(Almost) Hands-Off Information Integration for the Life Sciences

(Almost) Hands-Off Information Integration for the Life Sciences Ulf Leser, Felix Naumann Presented By: Darshit Parekh

Table of Contents • Introduction - Introduction to Life Sciences - Data Integration in Life Sciences • ALADIN - Features of ALADIN - System Architecture for ALADIN - System Components Description • A Case study on Protein Data - Comparison of ALADIN with other existing Technologies - Advantages, Challenges and Bottlenecks in ALADIN • Summary - Demo on COLUMBA Project

1. Introduction to Life Sciences • Life science is the study of living things- plants and animals. • It helps to explain how living things relate to each other and to their surroundings. • It is the in-depth study of living organisms • More specifically following fields are included • Agrotechnology • Animal Science • Bio-Engineering • Bioinformatics and Biocomputing • Cell Biology • Neuroscience • A Broad field that studies life.

2. Data Integration in Life Sciences • Data integration in the life sciences has been topic of intensive research. • It’s one of the areas where large number of complex databases is freely available. • Research in this area is important as there is advancement in the medical technologies and hence, human health and wellness. • The data required for this kind of research and analysis is widely scattered over in many heterogeneous and autonomous data sources. • Life Science databases have number of traits which we need to consider when we start designing data integration system for the same. • Life sciences database stores only primary type of object which are described by rich and sometimes deeply nested annotations. • We consider an example of Swiss-Prot which is essentially protein database.

2. Data Integration in Life Sciences Contd…. • The “Hubs” in the life science data world, provide links to large number of databases pointing from primary object of proteins to further information like protein structure, publications, taxonomic information, the gene encoding the protein, related diseases, known mutations , etc. • Internally stored as a pair ( target-database, accession number). • Presented as hyperlinks on web pages and helps the end user retrieve useful information from the protein database. • With large number of databases ,identifying the duplicates is an important tasks and needs to carefully perform the task. • Data Integration in life sciences involves either manual data curation or schema mapping and integration approach.

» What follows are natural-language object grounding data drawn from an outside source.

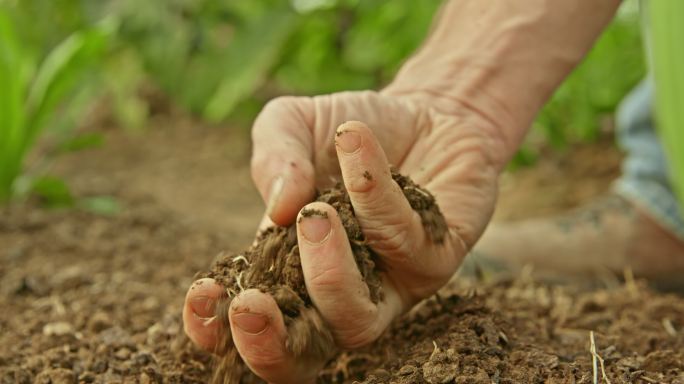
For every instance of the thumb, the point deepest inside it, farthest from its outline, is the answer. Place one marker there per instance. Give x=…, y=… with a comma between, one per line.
x=282, y=167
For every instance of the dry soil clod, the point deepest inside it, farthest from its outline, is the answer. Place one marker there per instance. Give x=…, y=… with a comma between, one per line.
x=272, y=265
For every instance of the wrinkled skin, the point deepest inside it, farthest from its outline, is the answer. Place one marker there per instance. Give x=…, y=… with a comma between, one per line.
x=303, y=143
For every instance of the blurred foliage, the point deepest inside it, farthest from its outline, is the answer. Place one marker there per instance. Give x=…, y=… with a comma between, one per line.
x=223, y=60
x=592, y=92
x=33, y=89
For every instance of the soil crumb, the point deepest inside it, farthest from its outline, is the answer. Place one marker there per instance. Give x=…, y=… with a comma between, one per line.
x=272, y=265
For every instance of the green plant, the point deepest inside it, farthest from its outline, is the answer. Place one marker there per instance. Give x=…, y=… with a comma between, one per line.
x=33, y=91
x=666, y=21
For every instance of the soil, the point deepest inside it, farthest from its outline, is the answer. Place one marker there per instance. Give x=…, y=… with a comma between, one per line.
x=91, y=298
x=273, y=265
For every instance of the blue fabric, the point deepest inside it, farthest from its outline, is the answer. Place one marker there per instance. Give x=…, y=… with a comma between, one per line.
x=645, y=179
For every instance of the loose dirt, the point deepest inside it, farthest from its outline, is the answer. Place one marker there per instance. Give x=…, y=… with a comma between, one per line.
x=97, y=299
x=273, y=265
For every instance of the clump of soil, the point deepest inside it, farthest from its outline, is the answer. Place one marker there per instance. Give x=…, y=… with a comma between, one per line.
x=272, y=265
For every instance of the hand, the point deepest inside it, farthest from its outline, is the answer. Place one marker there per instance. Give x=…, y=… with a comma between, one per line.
x=303, y=143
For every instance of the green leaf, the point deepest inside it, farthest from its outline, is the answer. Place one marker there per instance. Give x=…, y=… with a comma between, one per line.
x=81, y=142
x=59, y=73
x=14, y=72
x=248, y=59
x=101, y=205
x=53, y=192
x=666, y=22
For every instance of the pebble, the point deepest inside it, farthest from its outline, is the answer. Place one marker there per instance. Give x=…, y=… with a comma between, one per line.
x=59, y=328
x=407, y=370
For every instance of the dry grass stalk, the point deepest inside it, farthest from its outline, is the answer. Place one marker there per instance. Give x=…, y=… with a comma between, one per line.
x=596, y=358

2. Data Integration in Life Sciences Contd…. • Manual Data Curation • Projects that achieve high standard of quality in the integrated data through manual curation – data focused. • The curation work is performed by experienced professionals. • Swiss Prot- data on protein sequences from journal publications, submissions, personal communications, other databases. • Data Focused projects are typically managed by domain experts like Biologist. • Very little Database concepts or technology used in this case. • Data in text like manner. • Even if detailed schemata are developed, it can cannot be used to query the database and obtain the results through query.

2. Data Integration in Life Sciences Contd…. • Schema Focused • Projects of this type make use of Database technology and are maintained by computer scientists, database analyst , database programmer etc. • These projects are aimed at providing integration middleware rather than building concrete databases. • Techniques like schema integration, schema mapping and mediator based query rewriting is used. • Examples : TAMBIS, OPM. • Some sort of wrapper required for query processing, detailed semantic mapping between heterogeneous source schemata and a global mediated schema. • The mappings must be specified in a special language which makes the work of domain experts very difficult.

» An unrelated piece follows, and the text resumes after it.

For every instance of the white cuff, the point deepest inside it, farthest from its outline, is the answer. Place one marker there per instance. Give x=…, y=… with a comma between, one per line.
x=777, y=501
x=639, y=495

2. Data Integration in Life Sciences Contd…. • Data Focused projects are very successful in biological scene but it does so with a price. • Schema focused projects are hardly used in real life science projects and did not achieve the required attention that it should have. • The major reason for its failure lies in the fact that it is schema centric • The schema mapping and integration also leaves the biologists in a fix as they are not used to with database technologies

3. Introduction to ALADIN • ALADIN is a novel combination of data and text mining, schema matching, and duplicate detection and justifies high level of automatism feature. • It leads to previously unseen relationship between objects, thus directly supporting the discovery based work of life science researchers • ALADIN has two major contributions. Firstly ALADIN is a knowledge resource for life science research and secondly it offers challenges and bottlenecks in the database reserach. • ALADIN: Almost Automatic Data Integration. • The novel feature includes automatic integration with minimum information loss and also takes care of information quality. • The proposed technique has features better than Data Focused and Schema Matching techniques.

4. Features of ALADIN • ALADIN’S architecture consist of several components that together allow for automatic integration of diverse data sources into a global, materialized repository of biological objects and links between them. • The databases that ALADIN helps integration have data that is semi-structured and text centric. • ALADIN uses relational database as its basis. • Can Integrate different types of data sources for which relational representation exists or can be generated. • ALADIN can integrate data in the XML file and flat file using appropriate parsers. • Integration in ALADIN does not depend on predefined integrity constraints structuring a schema but uses technologies from schema matching and data and text mining to detect relation containing primary objects between each data source , to infer relationships between relations and objects within one source , and to infer relationships between objects in different sources.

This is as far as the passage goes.